The Banal Evil of AI Safety
Chatbot companies are harmful and dishonest. How can we hold them accountable?
I’ve been stuck on this tragic story in the New York Times about Adam Raine, a 16-year-old who took his life after months of getting advice on suicide from ChatGPT. Our relationship with technological tools is complex. That people draw emotional connections to chatbots isn’t new (I see you, Joseph Weizenbaum). Why young people commit suicide is multifactorial. We’ll see whether a court will find OpenAI liable for wrongful death.
But I’m not a court of law. And OpenAI is not only responsible, but everyone who works there should be ashamed of themselves.
The “nonprofit” company OpenAI was launched under the cynical message of building a “safe” artificial intelligence that would “benefit” humanity.1 The company adopted a bunch of science fiction talk popular amongst the religious effective altruists and rationalists in the Bay Area. The AI they would build would be “aligned” with human values and built upon the principles of “helpfulness, harmlessness, and honesty.” This mantra and the promise of infinite riches motivated a bunch of nerds to stumble upon their gold mine: chatbots. We were assured these chatbots would not only lead us to superintelligent machines, but ones that were helpful, harmless, and honest.

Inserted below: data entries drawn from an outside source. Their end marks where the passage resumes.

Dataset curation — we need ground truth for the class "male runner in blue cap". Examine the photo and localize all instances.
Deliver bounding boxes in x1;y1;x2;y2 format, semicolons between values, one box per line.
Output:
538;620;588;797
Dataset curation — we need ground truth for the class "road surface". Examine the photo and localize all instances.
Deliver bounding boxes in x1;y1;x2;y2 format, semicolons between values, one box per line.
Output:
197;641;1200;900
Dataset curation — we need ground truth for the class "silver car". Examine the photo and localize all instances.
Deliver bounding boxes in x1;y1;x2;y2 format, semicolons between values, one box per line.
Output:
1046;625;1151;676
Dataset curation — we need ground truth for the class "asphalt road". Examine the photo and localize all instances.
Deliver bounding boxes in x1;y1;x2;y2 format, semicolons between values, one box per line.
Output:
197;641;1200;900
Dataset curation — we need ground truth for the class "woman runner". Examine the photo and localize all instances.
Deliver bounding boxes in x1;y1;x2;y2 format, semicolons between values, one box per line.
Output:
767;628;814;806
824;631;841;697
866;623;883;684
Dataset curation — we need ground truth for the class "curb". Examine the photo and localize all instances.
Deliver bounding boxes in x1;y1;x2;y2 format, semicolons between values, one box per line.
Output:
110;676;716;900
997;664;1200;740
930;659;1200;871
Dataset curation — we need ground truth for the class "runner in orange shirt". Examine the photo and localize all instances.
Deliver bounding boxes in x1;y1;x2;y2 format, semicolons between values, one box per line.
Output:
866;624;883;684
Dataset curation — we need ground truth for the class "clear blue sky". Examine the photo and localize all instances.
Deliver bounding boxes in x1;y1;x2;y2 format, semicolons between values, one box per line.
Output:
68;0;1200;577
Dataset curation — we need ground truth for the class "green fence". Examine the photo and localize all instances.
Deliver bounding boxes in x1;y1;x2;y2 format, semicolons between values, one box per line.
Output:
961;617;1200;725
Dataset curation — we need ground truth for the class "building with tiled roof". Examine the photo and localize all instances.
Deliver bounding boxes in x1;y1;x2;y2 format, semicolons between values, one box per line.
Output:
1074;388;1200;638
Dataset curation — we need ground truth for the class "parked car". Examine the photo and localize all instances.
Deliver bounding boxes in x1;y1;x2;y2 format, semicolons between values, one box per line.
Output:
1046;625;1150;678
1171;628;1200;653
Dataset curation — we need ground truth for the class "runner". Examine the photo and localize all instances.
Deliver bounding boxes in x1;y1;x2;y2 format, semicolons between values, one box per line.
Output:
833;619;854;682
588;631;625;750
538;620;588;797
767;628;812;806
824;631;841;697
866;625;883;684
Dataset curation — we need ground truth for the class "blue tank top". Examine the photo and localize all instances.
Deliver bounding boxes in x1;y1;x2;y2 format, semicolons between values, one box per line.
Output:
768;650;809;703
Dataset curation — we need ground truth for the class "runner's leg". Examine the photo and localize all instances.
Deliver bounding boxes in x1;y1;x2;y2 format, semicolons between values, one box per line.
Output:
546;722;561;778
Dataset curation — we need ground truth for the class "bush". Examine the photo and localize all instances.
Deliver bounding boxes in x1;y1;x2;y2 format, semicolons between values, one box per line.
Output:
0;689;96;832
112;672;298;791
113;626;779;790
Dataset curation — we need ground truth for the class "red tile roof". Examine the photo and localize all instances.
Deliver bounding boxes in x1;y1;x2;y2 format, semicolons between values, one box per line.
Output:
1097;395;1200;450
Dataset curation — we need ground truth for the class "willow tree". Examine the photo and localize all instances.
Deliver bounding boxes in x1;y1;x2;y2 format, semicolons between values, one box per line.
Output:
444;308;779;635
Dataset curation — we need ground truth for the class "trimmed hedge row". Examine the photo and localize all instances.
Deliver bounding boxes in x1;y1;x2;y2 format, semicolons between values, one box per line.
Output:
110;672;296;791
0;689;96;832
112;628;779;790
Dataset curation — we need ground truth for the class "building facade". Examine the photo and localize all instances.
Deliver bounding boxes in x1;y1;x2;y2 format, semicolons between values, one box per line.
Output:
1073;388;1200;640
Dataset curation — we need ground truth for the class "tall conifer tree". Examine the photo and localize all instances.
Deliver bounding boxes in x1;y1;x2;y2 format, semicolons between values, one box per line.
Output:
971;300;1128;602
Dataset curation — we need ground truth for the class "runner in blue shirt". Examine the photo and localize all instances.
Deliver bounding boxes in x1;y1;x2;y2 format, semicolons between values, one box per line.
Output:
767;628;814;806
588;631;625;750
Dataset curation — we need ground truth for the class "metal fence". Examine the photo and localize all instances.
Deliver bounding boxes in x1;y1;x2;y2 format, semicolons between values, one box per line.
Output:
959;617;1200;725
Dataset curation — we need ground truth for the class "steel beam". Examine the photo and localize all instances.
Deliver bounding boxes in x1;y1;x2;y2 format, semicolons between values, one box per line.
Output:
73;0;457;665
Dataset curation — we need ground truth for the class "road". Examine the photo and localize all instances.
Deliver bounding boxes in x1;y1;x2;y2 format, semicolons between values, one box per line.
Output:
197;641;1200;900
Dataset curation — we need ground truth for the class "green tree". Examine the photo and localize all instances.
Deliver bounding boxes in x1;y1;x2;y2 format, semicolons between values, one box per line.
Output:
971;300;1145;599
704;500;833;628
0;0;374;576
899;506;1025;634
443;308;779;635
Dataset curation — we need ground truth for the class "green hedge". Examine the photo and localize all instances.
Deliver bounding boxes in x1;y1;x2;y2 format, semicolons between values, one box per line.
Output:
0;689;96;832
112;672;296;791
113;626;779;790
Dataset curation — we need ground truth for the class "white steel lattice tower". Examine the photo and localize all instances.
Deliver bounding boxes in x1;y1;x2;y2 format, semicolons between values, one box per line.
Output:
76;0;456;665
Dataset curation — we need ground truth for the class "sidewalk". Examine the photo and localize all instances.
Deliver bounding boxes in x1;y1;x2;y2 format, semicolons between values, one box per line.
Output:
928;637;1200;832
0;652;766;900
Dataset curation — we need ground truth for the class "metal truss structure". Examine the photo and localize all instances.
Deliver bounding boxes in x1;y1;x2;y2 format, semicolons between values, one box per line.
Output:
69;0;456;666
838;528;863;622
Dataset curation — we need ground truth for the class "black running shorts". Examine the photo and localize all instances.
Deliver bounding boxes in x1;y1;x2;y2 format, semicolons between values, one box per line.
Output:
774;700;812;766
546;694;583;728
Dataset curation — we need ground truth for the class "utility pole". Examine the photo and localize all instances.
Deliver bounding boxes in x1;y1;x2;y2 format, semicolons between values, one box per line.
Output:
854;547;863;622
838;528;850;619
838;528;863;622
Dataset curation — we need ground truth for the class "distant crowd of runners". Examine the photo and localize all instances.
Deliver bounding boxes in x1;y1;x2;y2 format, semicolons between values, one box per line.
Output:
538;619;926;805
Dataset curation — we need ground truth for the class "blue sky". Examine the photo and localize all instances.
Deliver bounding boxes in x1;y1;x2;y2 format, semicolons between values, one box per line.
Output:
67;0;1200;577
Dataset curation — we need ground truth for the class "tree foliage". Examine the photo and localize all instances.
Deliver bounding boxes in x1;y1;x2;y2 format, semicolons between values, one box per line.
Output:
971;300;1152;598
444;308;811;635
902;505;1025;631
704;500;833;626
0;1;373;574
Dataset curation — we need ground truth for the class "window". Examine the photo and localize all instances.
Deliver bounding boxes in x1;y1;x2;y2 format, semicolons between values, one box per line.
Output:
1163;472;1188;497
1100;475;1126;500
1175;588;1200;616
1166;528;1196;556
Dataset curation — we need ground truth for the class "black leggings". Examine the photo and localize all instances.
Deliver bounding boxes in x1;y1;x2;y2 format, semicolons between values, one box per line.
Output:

I’ll give them the first one. These tools definitely have positive uses. I personally use them frequently for web searches, coding, and oblique strategies. I find them helpful.
But they are undeniably not honest and harmless. And the general blindness of AI safety developers to what harm might mean is unforgivable. These people talked about paperclip maximization, where their AI system would be tasked with making paperclips and kill humanity in the process. They would ponder implausible hypotheticals of how your robot might kill your pet if you told it to fetch you coffee. Since ELIZA, they failed to heed the warnings of countless researchers about the dangers of humans interacting with synthetic text. And here we are, with story after story coming out about their products warping the mental well-being of the people who use them.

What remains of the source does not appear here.